"Truth seldom is pleasant; it is almost invariably bitter. A loss of courage may be the most striking feature which an outside observer notices in the West in our days..." Alexander Solzhenitsyn, Commencement address at Harvard University , June 8, 1978

Sunday, 3 May 2009


The Equalities Minister Harriet Harman has revealed that the Labour regime will formerly introduce anti-white legislation in the awarding of Government contracts. The measures will mean that firms that want tax-payer funded work could be judged on brand new criteria including their gender and how many Non-whites they employ. This basically means that a company that employs British workers, even if they can deliver services at a much cheaper rate and much more efficiently, will be pushed aside in favour of company’s that employ the “correct” number of non-whites.

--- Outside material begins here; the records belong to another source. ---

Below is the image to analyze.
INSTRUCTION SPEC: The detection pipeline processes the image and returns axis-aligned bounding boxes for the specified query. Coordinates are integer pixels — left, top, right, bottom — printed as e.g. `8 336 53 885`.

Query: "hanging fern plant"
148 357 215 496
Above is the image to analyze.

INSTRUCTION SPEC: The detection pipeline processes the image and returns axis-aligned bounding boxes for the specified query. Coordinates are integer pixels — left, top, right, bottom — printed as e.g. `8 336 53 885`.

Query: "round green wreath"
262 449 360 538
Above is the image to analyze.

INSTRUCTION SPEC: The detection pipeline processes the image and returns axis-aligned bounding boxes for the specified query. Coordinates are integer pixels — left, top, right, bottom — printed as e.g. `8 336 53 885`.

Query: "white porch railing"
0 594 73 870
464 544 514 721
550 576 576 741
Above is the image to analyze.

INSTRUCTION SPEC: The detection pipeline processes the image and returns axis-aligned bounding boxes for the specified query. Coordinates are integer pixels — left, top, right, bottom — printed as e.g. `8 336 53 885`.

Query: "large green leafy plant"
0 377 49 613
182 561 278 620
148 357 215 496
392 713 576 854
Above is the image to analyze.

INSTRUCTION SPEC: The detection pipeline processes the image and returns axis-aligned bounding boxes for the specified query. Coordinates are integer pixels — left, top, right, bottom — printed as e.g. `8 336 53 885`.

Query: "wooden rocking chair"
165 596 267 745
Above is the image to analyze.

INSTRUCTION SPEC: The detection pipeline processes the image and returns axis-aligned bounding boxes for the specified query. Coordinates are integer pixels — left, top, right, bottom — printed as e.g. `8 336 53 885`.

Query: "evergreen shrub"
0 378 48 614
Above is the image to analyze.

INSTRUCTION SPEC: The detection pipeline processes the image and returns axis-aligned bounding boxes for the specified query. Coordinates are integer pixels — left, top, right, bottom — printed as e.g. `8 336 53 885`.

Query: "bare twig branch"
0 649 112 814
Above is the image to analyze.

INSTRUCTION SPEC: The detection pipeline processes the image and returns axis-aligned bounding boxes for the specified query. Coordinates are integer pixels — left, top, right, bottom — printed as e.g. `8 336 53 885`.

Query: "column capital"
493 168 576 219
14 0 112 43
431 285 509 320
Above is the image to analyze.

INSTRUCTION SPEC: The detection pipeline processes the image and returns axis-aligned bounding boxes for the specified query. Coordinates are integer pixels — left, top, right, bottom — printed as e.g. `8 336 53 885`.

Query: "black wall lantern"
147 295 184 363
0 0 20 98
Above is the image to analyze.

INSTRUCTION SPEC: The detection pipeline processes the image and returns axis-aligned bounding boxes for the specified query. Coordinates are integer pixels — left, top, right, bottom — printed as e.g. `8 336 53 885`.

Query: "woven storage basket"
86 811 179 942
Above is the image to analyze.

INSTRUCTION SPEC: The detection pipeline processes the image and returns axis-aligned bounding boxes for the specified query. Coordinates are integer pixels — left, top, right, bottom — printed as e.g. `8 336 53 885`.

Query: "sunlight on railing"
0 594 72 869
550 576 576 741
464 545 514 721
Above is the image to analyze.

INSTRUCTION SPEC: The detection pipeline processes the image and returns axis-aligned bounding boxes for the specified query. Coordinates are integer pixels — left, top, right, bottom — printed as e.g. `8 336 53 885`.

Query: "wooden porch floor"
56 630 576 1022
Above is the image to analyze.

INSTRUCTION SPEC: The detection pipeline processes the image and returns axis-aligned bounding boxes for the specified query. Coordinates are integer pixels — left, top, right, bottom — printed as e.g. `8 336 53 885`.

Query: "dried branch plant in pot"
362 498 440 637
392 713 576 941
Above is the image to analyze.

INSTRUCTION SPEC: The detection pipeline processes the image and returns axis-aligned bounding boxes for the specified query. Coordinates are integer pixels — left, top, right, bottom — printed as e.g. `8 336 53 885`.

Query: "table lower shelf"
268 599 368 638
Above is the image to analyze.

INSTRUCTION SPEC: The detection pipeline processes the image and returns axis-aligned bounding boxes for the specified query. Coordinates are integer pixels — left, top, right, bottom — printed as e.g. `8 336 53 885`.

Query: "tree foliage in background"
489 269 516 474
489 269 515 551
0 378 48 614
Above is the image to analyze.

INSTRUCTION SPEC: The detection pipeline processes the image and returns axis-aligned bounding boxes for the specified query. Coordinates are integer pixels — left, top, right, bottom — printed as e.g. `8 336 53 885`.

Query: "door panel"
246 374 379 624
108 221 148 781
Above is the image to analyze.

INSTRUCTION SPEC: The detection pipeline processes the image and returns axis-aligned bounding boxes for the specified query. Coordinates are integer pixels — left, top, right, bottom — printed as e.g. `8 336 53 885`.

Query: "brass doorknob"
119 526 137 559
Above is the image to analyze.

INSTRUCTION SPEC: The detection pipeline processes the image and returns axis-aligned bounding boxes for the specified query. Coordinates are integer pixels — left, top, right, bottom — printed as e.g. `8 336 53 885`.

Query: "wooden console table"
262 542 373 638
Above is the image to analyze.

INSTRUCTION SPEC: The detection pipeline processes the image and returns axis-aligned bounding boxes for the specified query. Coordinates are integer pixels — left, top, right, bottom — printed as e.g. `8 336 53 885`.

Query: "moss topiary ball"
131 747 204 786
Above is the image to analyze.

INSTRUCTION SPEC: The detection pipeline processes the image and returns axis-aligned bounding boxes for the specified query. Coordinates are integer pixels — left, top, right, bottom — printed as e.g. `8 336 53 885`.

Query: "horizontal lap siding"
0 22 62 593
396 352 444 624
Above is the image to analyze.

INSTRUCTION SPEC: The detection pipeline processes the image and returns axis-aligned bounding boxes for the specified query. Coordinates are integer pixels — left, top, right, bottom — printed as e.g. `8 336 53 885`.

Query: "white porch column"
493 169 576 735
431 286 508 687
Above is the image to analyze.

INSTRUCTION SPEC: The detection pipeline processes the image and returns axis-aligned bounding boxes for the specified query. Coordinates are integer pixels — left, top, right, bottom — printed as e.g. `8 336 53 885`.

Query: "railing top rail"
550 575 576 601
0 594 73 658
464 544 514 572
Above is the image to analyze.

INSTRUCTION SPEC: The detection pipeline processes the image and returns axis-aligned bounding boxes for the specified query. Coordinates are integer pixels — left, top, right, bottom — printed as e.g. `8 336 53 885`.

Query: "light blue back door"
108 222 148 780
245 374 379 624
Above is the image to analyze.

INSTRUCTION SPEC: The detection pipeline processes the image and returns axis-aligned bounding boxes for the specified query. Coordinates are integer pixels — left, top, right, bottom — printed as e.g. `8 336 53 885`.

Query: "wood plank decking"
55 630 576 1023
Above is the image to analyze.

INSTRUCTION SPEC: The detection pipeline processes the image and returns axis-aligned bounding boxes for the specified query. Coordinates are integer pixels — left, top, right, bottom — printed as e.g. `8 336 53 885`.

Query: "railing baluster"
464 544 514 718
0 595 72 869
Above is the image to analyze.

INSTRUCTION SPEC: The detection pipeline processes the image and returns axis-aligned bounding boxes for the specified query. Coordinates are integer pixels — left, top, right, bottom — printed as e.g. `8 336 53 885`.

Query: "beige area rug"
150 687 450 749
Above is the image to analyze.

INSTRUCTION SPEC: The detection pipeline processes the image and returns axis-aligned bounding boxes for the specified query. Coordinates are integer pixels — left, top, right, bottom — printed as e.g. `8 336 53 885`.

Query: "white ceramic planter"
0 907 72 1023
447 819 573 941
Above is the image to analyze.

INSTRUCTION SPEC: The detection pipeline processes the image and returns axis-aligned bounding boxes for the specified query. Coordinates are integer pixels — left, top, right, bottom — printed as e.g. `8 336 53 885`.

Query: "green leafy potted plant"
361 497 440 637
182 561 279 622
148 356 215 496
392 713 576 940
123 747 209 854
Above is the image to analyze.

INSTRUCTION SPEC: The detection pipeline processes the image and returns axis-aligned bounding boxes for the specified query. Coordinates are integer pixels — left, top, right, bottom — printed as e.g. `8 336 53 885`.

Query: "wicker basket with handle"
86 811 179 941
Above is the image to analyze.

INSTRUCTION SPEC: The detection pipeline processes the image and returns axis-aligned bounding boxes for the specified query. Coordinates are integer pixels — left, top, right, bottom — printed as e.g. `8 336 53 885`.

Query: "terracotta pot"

In the usual messed up logic of the liberal left, Ms Harman has said that her new Equalities Bill will mean the annual £175 billion public procurement budget will be used to promote “equality”. WRONG! Instead, her bill will force employers to favour female and non-white job applicants over equally qualified white men in order to make up the race quotas. As she herself inadvertently admits, Labour’s new bill will favour companies who employ non-whites…. She said “ All other things being equal, if there are two companies bidding for a contract and one has a much better equality record, then it would be down to the procuring authority to choose that one.” Ms Harman’s version of “equality” is in fact anti-white male discrimination.
No matter what label you put on it, it all amounts to discrimination….

And, we at the National Front are not the only ones to see fault in the new bill. I think it is worth noting that business leaders have said that Ms Harman’s bill will harm the UK economy. Miles Templeman, Director General of the Institute of Directors, said; “ Harriet Harman must be the only person in Britain to believe that in the midst of some of the most difficult business conditions in years, introducing yet more regulation is a way of “boosting economic recovery”.”